Tuesday, December 17, 2013

Attack of the advertising track-downer thingies

So... Bev bought me Magix composing software for Nothing-to-do-with-religion-Mas, and so, naturally, ads for that software are popping up everywhere I cyber-travel, including on this blog. As an advertising tactic, how is that supposed to work? I mean, we already bought the product. Hello.

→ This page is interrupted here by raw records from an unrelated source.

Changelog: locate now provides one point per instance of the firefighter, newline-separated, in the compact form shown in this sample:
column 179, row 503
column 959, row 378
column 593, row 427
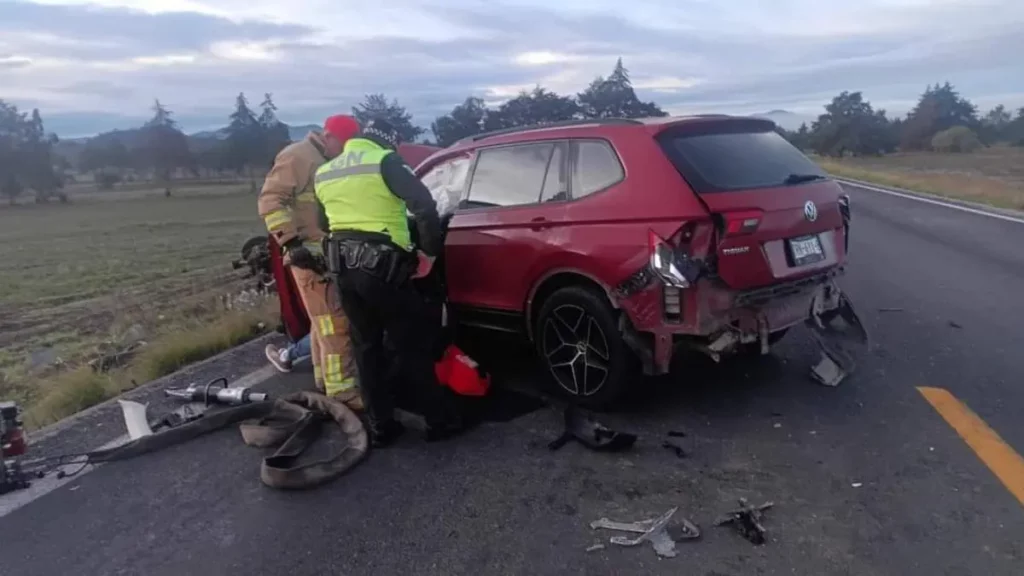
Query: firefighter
column 365, row 194
column 288, row 205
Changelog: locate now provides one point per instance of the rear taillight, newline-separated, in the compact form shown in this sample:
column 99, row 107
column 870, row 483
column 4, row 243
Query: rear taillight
column 672, row 302
column 742, row 222
column 672, row 268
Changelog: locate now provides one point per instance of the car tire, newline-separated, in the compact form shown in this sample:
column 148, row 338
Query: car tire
column 580, row 345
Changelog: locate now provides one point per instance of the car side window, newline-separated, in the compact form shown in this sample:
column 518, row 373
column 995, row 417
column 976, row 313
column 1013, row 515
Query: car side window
column 556, row 187
column 510, row 175
column 446, row 182
column 595, row 167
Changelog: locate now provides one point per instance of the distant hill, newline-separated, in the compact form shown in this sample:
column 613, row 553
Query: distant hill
column 199, row 141
column 784, row 118
column 295, row 132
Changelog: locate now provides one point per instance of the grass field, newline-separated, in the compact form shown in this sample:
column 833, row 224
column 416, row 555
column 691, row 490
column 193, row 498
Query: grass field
column 109, row 266
column 993, row 175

Count me as an advertising-bot skeptic.  That is, I think they function much more as an advertising concept than an advertising reality.  To wit, how many people buy (and re-buy) stuff they just bought?  How many people see an ad for purses/boats/cars/electronics and say, "I must have that, on top of the 10,000 other examples I've bought this week!"?  Tons of money must go into advertising bot technology, and I have to wonder if, in the cyber age, our culture's money, money, money attitude will do the Internet much good. The religion of capitalism--one that we're indoctrinated in from age 0--is that technological advancement goes hand in hand with the quest for profit (and vice versa).  What if that relationship is, in fact, flipped when we're talking about cyberspace?

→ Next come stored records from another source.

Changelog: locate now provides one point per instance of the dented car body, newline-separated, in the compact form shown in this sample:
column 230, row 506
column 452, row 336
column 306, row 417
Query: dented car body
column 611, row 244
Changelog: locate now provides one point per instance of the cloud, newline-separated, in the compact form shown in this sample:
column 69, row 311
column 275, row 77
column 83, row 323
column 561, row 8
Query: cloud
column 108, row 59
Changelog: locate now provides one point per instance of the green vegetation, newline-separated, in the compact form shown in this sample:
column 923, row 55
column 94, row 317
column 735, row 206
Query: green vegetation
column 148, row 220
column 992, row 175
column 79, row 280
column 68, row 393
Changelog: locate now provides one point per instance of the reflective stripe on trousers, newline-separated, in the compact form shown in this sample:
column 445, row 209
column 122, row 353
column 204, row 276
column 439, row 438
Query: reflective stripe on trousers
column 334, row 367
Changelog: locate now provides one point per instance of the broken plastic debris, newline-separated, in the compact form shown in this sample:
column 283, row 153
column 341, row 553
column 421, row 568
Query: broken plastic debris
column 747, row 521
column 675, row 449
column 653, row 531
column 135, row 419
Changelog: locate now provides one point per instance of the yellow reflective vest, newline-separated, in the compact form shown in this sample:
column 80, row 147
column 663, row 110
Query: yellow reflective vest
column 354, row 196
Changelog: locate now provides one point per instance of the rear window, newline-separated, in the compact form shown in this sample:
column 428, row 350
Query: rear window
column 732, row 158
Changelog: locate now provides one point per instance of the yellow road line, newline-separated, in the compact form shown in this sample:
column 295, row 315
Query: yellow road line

Anyway, I'm not interested in buying the program Bev just got for me, but thanks anyway, Magix, and keep up the brilliant advertising scheme.



mel said...

That's a perspicacious observation, Lee.

Season's greetings, and good health.

senormedia said...

Well, I'd guess that the bots don't actually know that you've purchased, but only that you've searched. That's probably better, don't you think?

Lee Hartsfeld said...

Interesting. I always get ads for things I've purchased, but Bev reports being bot-stalked (is that a word?) for things she's merely looked at. So, yes. Still seems like a weird advertising approach, but, as you say, at least the bots' knowledge is limited. I've always wanted to type "the bots' knowledge is limited."